Department of Psychology, Syracuse University, 430 Huntington Hall, Syracuse, NY 13244, United States of America.
Department of Cognitive, Linguistic, and Psychological Sciences, Brown University, 190 Thayer St., Providence, RI 02912, United States of America.
Cognition. 2023 Oct;239:105551. doi: 10.1016/j.cognition.2023.105551. Epub 2023 Jul 19.

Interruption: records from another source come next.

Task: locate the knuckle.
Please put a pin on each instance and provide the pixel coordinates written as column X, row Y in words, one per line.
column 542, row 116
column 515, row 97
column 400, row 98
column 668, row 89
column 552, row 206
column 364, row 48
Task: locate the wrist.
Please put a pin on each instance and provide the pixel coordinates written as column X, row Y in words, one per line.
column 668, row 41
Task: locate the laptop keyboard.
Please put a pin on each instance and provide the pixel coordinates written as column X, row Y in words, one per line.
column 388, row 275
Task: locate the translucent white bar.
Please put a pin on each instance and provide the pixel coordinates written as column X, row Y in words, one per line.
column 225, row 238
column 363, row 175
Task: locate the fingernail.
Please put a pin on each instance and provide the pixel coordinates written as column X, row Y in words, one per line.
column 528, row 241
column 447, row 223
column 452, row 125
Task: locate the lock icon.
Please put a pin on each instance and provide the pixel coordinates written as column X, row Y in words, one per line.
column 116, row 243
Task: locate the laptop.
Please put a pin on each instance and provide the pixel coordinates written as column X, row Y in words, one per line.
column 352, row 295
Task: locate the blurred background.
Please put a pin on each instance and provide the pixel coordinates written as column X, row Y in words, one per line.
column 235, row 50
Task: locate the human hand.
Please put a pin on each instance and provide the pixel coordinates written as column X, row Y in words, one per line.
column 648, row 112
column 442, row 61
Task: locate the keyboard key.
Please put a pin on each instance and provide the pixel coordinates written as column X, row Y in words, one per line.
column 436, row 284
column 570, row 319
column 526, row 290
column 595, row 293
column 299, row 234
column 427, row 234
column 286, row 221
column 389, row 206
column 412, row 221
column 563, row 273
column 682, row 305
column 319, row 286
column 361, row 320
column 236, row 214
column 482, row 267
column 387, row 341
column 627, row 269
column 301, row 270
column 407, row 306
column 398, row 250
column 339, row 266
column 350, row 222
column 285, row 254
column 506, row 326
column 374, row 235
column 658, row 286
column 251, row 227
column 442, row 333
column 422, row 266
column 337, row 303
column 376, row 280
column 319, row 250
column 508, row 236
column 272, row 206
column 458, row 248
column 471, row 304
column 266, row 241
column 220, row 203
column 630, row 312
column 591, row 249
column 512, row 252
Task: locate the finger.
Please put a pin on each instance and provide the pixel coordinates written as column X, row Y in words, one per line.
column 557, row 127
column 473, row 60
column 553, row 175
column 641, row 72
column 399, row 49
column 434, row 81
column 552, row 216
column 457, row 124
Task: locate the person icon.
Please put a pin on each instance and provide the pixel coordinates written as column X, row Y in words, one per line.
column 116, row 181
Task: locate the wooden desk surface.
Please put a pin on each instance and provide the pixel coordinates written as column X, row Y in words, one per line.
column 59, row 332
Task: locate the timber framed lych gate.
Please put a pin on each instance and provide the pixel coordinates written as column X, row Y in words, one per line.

Mechanisms play a central role in how we think about causality, yet not all causal explanations describe mechanisms. Across five experiments, we find that people evaluate explanations differently depending on whether or not they include mechanisms. Despite common wisdom suggesting that explanations ought to be simple in the sense of appealing to as few causes as necessary to explain an effect, the literature is divided over whether people adhere to this principle. Our findings suggest that the presence of causal mechanisms in an explanation is one factor that reduces adherence. While competing explanations are often judged based on their probability of being correct, mechanisms afford a different way of evaluating explanations: They describe the underlying nature of causal relations. Complex explanations (appealing to multiple causes) contain more causal relations and thus allow for more mechanistic information, providing a fuller account of the causal network and promoting a greater sense of understanding.
机制在我们思考因果关系时起着核心作用,但并非所有因果解释都描述了机制。在五项实验中,我们发现人们根据解释是否包含机制来对其进行不同的评估。尽管常识表明,解释应该尽可能简单,即只需要用到能够解释效应的最少原因,但文献对于人们是否遵守这一原则存在分歧。我们的研究结果表明,解释中存在因果机制是降低遵守程度的一个因素。虽然竞争解释通常基于其正确的可能性进行判断,但机制提供了一种不同的解释评估方式:它们描述了因果关系的本质。复杂的解释(涉及多个原因)包含更多的因果关系,因此可以提供更多的机制信息,更全面地描述因果网络,并增强理解感。